Wife charged in minister’s death


Winkler
 (The Spokesman-Review)
The Spokesman-Review

A minister’s wife was charged Friday with shooting her husband to death in the parsonage in a crime that shocked the congregation and shattered the couple’s happy and loving image.

Mary Winkler, 32, was arrested on murder charges and confessed to the slaying after fleeing to Alabama in the family’s minivan with the couple’s three young daughters, authorities said.

Tennessee Bureau of Investigation agent John Mehr said authorities know the motive for the killing, but he would not disclose it.

Her husband of 10 years, Matthew Winkler, a popular and charismatic 31-year-old preacher at a fundamentalist Christian church, was found dead in a bedroom at the couple’s home Wednesday night in Selmer, a town of about 4,600 in western Tennessee.

A judge sent the three girls – Breanna, 1; Mary Alice, 6; and Patricia, 8 – to Tennessee to live with their paternal grandparents.

Washington

Blogger quits after plagiarism alleged

A new conservative blogger for washingtonpost.com resigned Friday, a day after allegations surfaced that he had plagiarized movie reviews as a journalist in college.

Ben Domenech, 24, had just started writing a daily Web log when another online publication, Salon.com, made the allegations.

Jim Brady, executive editor of the Washington blog, said washingtonpost.com was unaware of the allegations when it hired Domenech to write for the blog, Red America.

Brainerd, Minn.

WWII airman buried at last

A World War II airman whose frozen body was chipped out of a California glacier last fall was laid to rest in his hometown Friday, more than six decades after the young man disappeared during a training flight.

Leo Mustonen’s two nieces were among about 100 people who gathered at First Lutheran Church to say goodbye.
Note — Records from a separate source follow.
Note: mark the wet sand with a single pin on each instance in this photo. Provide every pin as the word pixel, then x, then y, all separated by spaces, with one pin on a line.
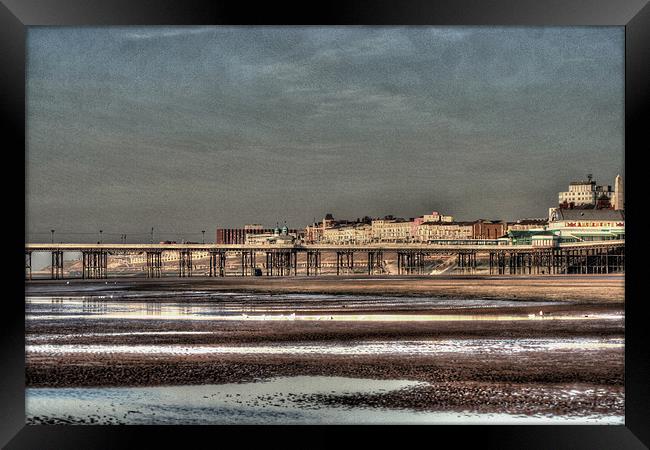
pixel 560 380
pixel 579 288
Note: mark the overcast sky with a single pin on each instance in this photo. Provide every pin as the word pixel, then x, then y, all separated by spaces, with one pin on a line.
pixel 190 128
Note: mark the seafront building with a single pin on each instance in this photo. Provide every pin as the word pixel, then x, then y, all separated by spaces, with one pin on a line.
pixel 587 211
pixel 587 192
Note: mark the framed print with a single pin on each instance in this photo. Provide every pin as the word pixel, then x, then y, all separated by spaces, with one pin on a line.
pixel 366 215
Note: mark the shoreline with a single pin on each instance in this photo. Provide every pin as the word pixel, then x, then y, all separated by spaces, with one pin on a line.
pixel 556 288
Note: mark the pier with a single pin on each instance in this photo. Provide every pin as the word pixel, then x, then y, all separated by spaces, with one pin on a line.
pixel 595 257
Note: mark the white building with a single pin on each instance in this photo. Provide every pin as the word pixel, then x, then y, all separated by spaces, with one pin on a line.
pixel 584 193
pixel 392 230
pixel 618 199
pixel 360 233
pixel 587 224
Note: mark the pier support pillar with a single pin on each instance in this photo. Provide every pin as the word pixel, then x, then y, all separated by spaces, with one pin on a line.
pixel 154 264
pixel 185 263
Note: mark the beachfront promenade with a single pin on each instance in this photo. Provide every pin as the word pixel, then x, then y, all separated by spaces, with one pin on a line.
pixel 411 258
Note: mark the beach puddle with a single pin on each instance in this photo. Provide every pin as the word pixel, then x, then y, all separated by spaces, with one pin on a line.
pixel 273 401
pixel 417 348
pixel 240 307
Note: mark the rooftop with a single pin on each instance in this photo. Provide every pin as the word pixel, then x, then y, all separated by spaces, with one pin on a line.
pixel 590 214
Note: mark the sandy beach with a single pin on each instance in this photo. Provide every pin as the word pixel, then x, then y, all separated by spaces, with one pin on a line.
pixel 552 346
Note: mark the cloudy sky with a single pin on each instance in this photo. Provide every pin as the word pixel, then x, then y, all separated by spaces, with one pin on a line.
pixel 189 128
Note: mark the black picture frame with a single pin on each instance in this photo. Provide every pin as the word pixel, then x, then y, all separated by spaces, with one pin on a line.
pixel 634 15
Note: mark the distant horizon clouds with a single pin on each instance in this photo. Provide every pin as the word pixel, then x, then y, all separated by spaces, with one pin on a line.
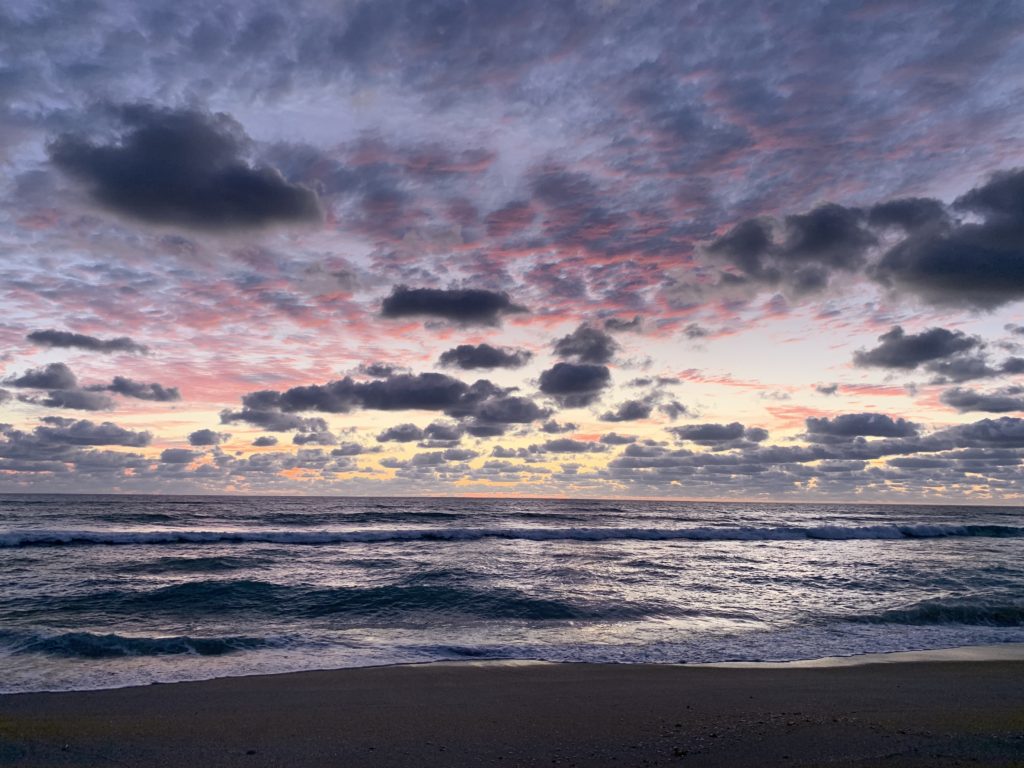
pixel 384 247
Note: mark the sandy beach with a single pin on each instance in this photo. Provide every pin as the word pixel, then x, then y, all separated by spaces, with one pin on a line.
pixel 934 713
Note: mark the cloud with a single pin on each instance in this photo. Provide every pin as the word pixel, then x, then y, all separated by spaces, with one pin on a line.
pixel 76 399
pixel 901 350
pixel 587 344
pixel 207 437
pixel 66 339
pixel 182 167
pixel 85 432
pixel 629 411
pixel 178 456
pixel 813 246
pixel 617 325
pixel 468 356
pixel 572 385
pixel 52 376
pixel 999 401
pixel 849 426
pixel 567 445
pixel 483 408
pixel 314 438
pixel 974 264
pixel 951 355
pixel 714 434
pixel 400 433
pixel 553 427
pixel 273 420
pixel 465 306
pixel 139 390
pixel 908 214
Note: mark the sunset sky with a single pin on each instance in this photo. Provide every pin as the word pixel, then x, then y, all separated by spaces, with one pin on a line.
pixel 764 250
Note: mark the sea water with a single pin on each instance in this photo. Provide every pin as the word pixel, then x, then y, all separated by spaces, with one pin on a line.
pixel 113 591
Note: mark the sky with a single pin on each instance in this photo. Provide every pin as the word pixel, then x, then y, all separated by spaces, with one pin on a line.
pixel 667 249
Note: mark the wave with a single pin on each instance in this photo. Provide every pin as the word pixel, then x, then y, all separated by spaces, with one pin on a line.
pixel 245 597
pixel 90 645
pixel 740 534
pixel 951 611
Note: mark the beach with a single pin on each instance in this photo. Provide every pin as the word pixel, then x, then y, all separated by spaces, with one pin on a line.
pixel 901 713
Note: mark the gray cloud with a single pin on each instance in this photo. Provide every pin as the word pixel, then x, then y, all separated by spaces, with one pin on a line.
pixel 466 306
pixel 999 401
pixel 587 344
pixel 901 350
pixel 84 432
pixel 66 339
pixel 207 437
pixel 715 434
pixel 142 391
pixel 572 385
pixel 468 357
pixel 860 425
pixel 629 411
pixel 52 376
pixel 182 167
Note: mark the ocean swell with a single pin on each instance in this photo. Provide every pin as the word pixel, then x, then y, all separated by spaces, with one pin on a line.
pixel 12 539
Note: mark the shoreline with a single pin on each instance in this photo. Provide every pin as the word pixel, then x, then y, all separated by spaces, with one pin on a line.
pixel 1010 651
pixel 927 712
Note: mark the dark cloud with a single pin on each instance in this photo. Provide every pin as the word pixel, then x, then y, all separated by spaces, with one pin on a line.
pixel 713 434
pixel 273 420
pixel 178 456
pixel 695 331
pixel 572 385
pixel 52 376
pixel 466 306
pixel 909 214
pixel 378 370
pixel 509 410
pixel 66 339
pixel 468 356
pixel 400 433
pixel 182 167
pixel 314 438
pixel 130 388
pixel 849 426
pixel 629 411
pixel 617 324
pixel 674 409
pixel 438 432
pixel 828 239
pixel 483 408
pixel 553 427
pixel 84 432
pixel 999 401
pixel 207 437
pixel 901 350
pixel 974 264
pixel 567 445
pixel 830 235
pixel 76 399
pixel 587 344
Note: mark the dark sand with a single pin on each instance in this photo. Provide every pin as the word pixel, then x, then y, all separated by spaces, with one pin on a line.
pixel 916 714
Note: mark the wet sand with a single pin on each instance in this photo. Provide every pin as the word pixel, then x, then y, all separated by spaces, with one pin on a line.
pixel 935 713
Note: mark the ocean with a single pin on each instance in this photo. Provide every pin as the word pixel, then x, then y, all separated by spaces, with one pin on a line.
pixel 110 591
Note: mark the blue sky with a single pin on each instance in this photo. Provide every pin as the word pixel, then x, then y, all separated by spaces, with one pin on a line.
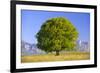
pixel 31 22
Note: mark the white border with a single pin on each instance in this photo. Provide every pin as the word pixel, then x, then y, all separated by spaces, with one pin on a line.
pixel 20 65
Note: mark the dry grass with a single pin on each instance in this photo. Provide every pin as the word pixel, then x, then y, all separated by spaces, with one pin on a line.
pixel 51 57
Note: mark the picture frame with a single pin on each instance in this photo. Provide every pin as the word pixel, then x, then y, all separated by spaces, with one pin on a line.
pixel 16 36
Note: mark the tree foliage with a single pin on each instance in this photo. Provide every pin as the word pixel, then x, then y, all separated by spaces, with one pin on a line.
pixel 57 34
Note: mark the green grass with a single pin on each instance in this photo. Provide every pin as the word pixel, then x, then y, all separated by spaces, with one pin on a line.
pixel 51 57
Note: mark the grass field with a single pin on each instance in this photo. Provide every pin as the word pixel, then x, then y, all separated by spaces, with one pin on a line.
pixel 51 57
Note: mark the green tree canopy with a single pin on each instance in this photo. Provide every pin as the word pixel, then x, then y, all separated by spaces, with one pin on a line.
pixel 57 34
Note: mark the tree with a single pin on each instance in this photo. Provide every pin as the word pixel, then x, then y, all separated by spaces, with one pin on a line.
pixel 57 34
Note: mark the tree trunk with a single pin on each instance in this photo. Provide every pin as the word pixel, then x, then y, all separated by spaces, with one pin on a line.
pixel 57 53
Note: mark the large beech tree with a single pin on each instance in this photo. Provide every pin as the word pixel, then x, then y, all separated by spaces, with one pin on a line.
pixel 57 34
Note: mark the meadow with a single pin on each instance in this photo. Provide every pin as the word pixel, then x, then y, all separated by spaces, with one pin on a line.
pixel 66 56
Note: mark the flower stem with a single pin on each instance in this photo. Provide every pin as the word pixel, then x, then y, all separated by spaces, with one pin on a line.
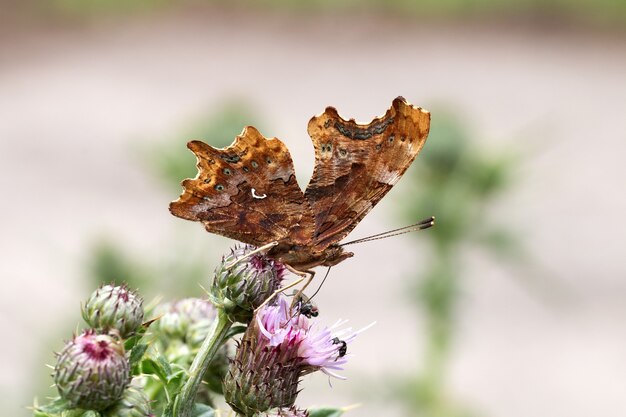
pixel 184 404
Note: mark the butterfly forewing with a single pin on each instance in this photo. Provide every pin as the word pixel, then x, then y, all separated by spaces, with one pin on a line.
pixel 356 165
pixel 247 191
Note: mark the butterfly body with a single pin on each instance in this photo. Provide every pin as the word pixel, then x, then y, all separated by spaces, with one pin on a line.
pixel 248 191
pixel 303 258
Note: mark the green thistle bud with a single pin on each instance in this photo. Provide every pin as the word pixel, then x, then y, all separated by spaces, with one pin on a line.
pixel 114 307
pixel 134 403
pixel 180 330
pixel 187 320
pixel 246 285
pixel 92 371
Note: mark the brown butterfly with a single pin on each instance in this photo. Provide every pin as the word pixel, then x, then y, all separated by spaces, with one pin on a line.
pixel 248 191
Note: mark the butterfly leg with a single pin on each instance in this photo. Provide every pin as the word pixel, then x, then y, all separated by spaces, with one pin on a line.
pixel 278 291
pixel 249 254
pixel 308 275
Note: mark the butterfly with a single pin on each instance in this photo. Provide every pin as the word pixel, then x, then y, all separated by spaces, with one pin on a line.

A full military funeral followed at a cemetery overlooking the Mississippi River.

Mustonen was 22 when his AT-7 navigational plane disappeared after takeoff from a Sacramento, Calif., airfield on Nov. 18, 1942. An engine, scattered remains and clothing were found over the following years, far from the plane’s intended course. All four men aboard were killed in the crash.

But Mustonen’s remains were not found until last year, when two mountain climbers in California spotted an arm jutting out of the ice. Forensic scientists at Hickam Air Force Base in Hawaii determined that the body was Mustonen’s.